All psychological traumas originate from stress, a physiological response to an unpleasant stimulus. Long term stress increases the risk of poor mental health and mental disorders, which can be attributed to secretion of glucocorticoids for a long period of time. Such prolonged exposure causes many physiological dysfunctions such as the suppression of the immune system and increase in blood pressure. Not only does it affect the body physiologically, but a morphological change in the hippocampus also takes place. Studies showed that extreme stress early in life can disrupt normal development of hippocampus and impact its functions in adulthood. Studies surely show a correlation between the size of hippocampus and one's susceptibility to stress disorders. In times of war, psychological trauma has been known as shell shock or combat stress reaction. Psychological trauma may cause an acute stress reaction which may lead to posttraumatic stress disorder (PTSD). PTSD emerged as the label for this condition after the Vietnam War in which many veterans returned to their respective countries demoralized, and sometimes, addicted to psychoactive substances. The symptoms of PTSD must persist for at least a month for diagnosis. The main symptoms of PTSD consist of four main categories: Trauma (i.e. intense fear), reliving (i.e. flashbacks), avoidance behavior (i.e. emotional numbing), and hypervigilance (i.e. irritability). Research shows that about 60% of the US population reported as having experienced at least one traumatic symptom in their lives but only a small proportion actually develops PTSD. There is a correlation between the risk of PTSD and whether or not the act was inflicted deliberately by the offender. Psychological trauma is treated with therapy and, if indicated, psychotropic medications.
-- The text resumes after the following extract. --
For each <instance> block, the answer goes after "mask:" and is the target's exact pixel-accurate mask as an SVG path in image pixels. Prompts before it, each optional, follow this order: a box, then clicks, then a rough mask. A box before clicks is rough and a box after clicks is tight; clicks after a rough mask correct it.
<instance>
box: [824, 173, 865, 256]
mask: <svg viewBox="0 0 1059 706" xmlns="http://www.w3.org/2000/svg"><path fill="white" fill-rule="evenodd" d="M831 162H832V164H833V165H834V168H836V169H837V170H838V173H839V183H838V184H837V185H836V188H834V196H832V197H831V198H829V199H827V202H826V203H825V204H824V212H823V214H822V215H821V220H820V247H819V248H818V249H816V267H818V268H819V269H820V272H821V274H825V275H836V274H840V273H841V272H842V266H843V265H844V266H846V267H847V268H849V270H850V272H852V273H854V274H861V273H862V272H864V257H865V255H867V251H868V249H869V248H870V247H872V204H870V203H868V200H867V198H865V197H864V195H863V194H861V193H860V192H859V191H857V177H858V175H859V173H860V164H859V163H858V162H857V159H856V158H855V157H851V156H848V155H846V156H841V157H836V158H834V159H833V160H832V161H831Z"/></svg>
The term continuous post traumatic stress disorder (CTSD) was introduced into the trauma literature by Gill Straker (1987). It was originally used by South African clinicians to describe the effects of exposure to frequent, high levels of violence usually associated with civil conflict and political repression. The term is also applicable to the effects of exposure to contexts in which gang violence and crime are endemic as well as to the effects of ongoing exposure to life threats in high-risk occupations such as police, fire and emergency services.
As one of the processes of treatment, confrontation with their sources of trauma plays a crucial role. While critical incident debriefing people immediately after an event has not been shown to reduce incidence of PTSD, coming alongside people experiencing trauma in a supportive way has become standard practice.
Vicarious trauma affects workers being 'witnesses' to their clients' trauma. It is more likely to occur in situations where trauma related work is the norm rather than the exception. Listening with empathy to the clients generates feeling, and 'seeing oneself' in clients' trauma may compound the risk for developing trauma symptoms. May also result if we are witness to situations that happen in the course of our work (e.g. violence in the workplace, reviewing violent video tapes, etc). Risk increases with exposure and with the absence of seeking protective factors and pre-preparation of preventive strategies.